The urokinase-like plasminogen activator receptor (uPAR) interacts with its ligand (uPA) to convert plasminogen into plasmin, which degrades components of the extracellular matrix. Plasminogen activation can influence many normal and pathological processes through interactions that culminate in cell activation, adhesion, migration and extravasation. This study aimed to describe the implications of uPAR-mediated plasminogen activation in leukemias, exploring its interaction with the tumor microenvironment.

This is an integrative review following the Preferred Reporting Items for Systematic Reviews guidelines for reports, searching for published data available on the descriptors “uPAR”, “leukemia” and “genetic expression”. The research was carried out on the MEDLINE (PubMed), Science Direct, Google Scholar and Scielo platforms, covering the last 10 years (2015-2024) with only 23 articles meeting the criteria for approaching the proposed theme.

Studies have shown high levels of suPAR and positive surface expression of uPAR associated with decreased chemosensitivity in patients with M0-M5 AML, where blasts expressing the surface receptor have been observed. The increase in uPAR levels was related to hyperfibrinolysis in patients with acute promyelocytic leukemia (APL) and associated with increased invasive proteolytic activity, interaction of tumor cells with the immunosuppressive microenvironment, causing immune evasion and dysfunction of effector cells. Similar results were demonstrated in patients with AML, ALL and biphenotypic leukemia, where high uPAR expression was associated with the invasive capacity of leukemia cells, and involved in the interaction of tumor cells with a suppressive microenvironment, which may influence the lymphocyte-mediated immune response. In addition to observations on altered expression, transcription variants were identified that can act as ceRNAs (uPAR Δ5/ Δ6/ uPAR Δ6/7) in myeloid lineage cells, demonstrating higher levels in monoblasts.

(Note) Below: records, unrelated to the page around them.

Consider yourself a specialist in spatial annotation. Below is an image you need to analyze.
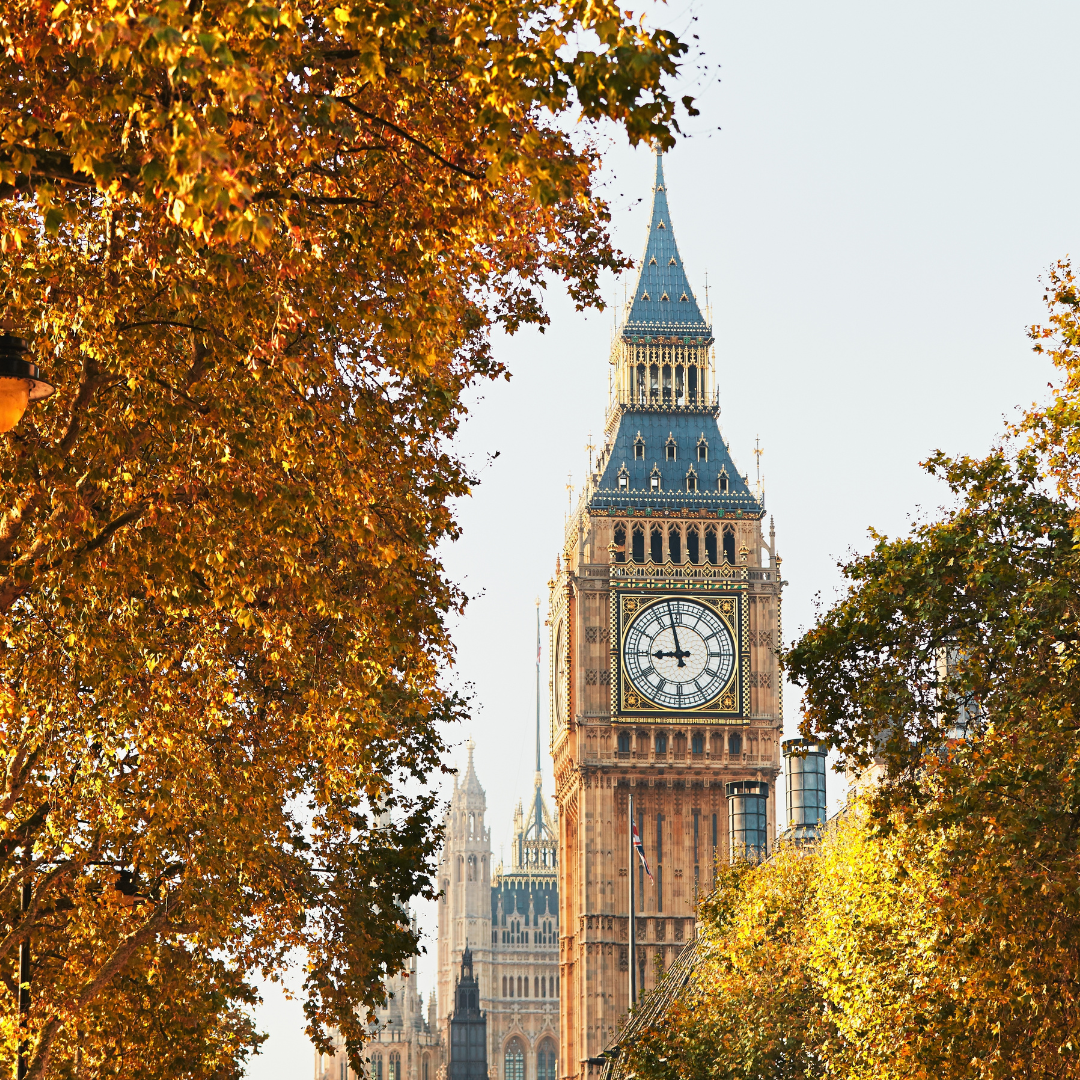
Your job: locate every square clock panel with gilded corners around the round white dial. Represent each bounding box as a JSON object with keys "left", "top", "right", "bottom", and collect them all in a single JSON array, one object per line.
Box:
[{"left": 616, "top": 593, "right": 742, "bottom": 718}]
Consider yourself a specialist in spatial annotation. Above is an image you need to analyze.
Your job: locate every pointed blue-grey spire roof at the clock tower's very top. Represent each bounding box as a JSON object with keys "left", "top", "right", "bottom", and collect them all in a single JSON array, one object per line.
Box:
[{"left": 622, "top": 153, "right": 712, "bottom": 337}]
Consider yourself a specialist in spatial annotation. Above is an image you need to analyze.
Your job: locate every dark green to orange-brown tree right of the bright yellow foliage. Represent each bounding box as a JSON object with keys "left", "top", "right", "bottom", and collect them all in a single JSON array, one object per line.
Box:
[{"left": 788, "top": 257, "right": 1080, "bottom": 1078}]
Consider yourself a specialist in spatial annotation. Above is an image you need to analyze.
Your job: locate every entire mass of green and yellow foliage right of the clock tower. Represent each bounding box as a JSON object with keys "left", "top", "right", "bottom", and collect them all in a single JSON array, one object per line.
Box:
[{"left": 638, "top": 264, "right": 1080, "bottom": 1080}]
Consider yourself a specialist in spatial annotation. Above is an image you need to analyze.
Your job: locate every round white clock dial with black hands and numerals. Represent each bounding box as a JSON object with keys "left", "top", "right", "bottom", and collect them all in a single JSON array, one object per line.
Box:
[{"left": 622, "top": 597, "right": 735, "bottom": 708}]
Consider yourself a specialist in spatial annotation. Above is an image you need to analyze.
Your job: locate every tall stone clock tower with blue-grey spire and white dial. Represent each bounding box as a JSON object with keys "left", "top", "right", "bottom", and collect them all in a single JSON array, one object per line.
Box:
[{"left": 549, "top": 156, "right": 782, "bottom": 1078}]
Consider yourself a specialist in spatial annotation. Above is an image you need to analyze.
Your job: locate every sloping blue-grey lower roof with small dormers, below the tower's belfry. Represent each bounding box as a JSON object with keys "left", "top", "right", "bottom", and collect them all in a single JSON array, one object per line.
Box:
[{"left": 589, "top": 405, "right": 764, "bottom": 517}]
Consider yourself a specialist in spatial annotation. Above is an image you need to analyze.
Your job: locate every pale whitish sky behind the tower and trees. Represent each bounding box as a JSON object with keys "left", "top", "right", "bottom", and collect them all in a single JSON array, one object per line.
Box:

The high expression of the receptor in leukemic blasts of AML M0-M5 evidences its role in the invasion and metastasis of malignant cells. The ability of the receptor to influence the immune response has been shown to be an indicator of poor prognosis and a potential marker of risk stratification. The direct interaction of stromal and leukemic cells denotes the formation of a competitive niche that can favor malignant cells. In addition, the identified variants suggest a negative modulation in the cell-matrix interaction, favoring the proliferation and progression of leukemia. In short, if there is no conversion of plasminogen into plasmin, which is also involved in angiogenesis, it leads to a decrease in nutrients and O2 in leukemia cells.

The studies pointed to the contribution of the receptor in tumor progression, immune evasion and resistance to treatment, suggesting that the receptor is a target in the therapeutic potential, that is, the key molecule to limit the interactions of the plasminogen activation system, in order to suppress tumorigenesis. The recent development of anti-urokinase receptor antibodies has shown promise in blocking the interactions of the receptor and its ligand, thereby inhibiting the proteolytic cascade. In addition, the recipient can also improve the effectiveness of hematopoietic stem cell transplants.